ファズの効いたギターからいきなり始まり、曲全体のハードさを強調してくれています。
ギターの歪みが強いのですが、意外とメロディアスにゆったりと流れていくので、ハード過ぎるのが苦手な方には最適なロックサウンドですよ。

またこの頃のビートルズは、それぞれのやりたい音楽に違いが出始めていました。
そんな中作られた音楽が「Revolver(革命)」だったのです。亀裂が入った今だから、バンド内に革命を起こそうと作られた曲なのかもしれませんね。

9、Come Together

ビートルズのラストオリジナルアルバム「Abbey Road」の最初の1曲目に収録された曲です。静かで暗いサウンドにダークネスさを感じます。

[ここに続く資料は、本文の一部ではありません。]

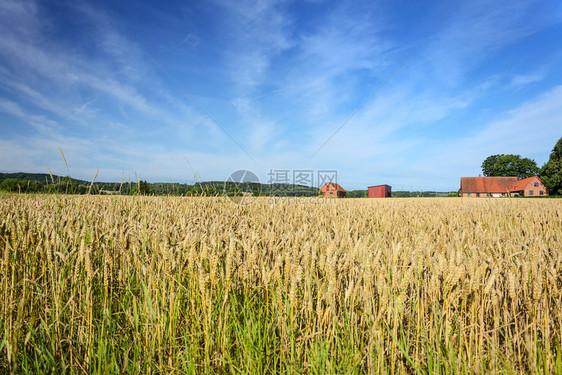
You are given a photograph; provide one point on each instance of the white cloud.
(522, 80)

印象的なのはやはりポール・マッカートニーのベースです。ダークネスさを印象付けているのはベースラインの影響が大きいでしょう。ベーシストならみんなコピーしているくらい有名なフレーズです。ビートルズ後期を代表するブルージー調な深みのある音楽です。

10、Get Back

解散後に発表されたアルバム「Let It Be」の最後に収録された曲です。ビートルズ初期の頃のロックサウンドを感じ、原点回帰ともいえるサウンドでとても親しみやすいです。
癖もなく誰でも聴きやすい曲だと思うので、ぜひ聴いてみてください。

そして最後に出したアルバムの、最後の曲が「Get Back」というタイトルなのを見て、ビートルズの再結成を望んだ人も多かったのではないでしょうか。
「Get Back」=「帰ってこい」という意味です。ビートルズの活動に意欲を示さなくなってしまったジョン・レノンに対して、ポール・マッカートニーが「帰ってこい」と言っているようにも聞こえます。

メンバー間でいろいろな問題が発生しましたが、また1つになることをポールは望んでいたのかもしれません。そう考えると初期のビートルズのような曲調にしているのにも意味があるように思えます。

ビートルズは当時の音楽の最先端だった

ビートルズが音楽活動をしていた1960年代というのは、音楽が目まぐるしく変化していった時代でした。
50年代のエルヴィスから影響を受けたビートルズは、アイドルという立ち位置で活動をしはじめますが、そのうち自らで作詞作曲をして、音楽の実験を繰り返しました。
サイケデリックが音楽の中心であり、時代の中心であった時、ビートルズは最高のサイケデリックアルバムを作り上げます。
ビートルズは常に時代の最先端を取り入れながら、新しいことにも挑戦していた偉大なロックバンドです。

「ビートルズは聴いとけ!」という音楽好きなおじさんもいますが、ビートルズのサウンドは聴いておいて全く損はありません。
バンドを組んでいる人であれば特に聴いてほしいです。ビートルズはバラード系のバンドではなく、ロック界に影響を与えたロックバンドですから。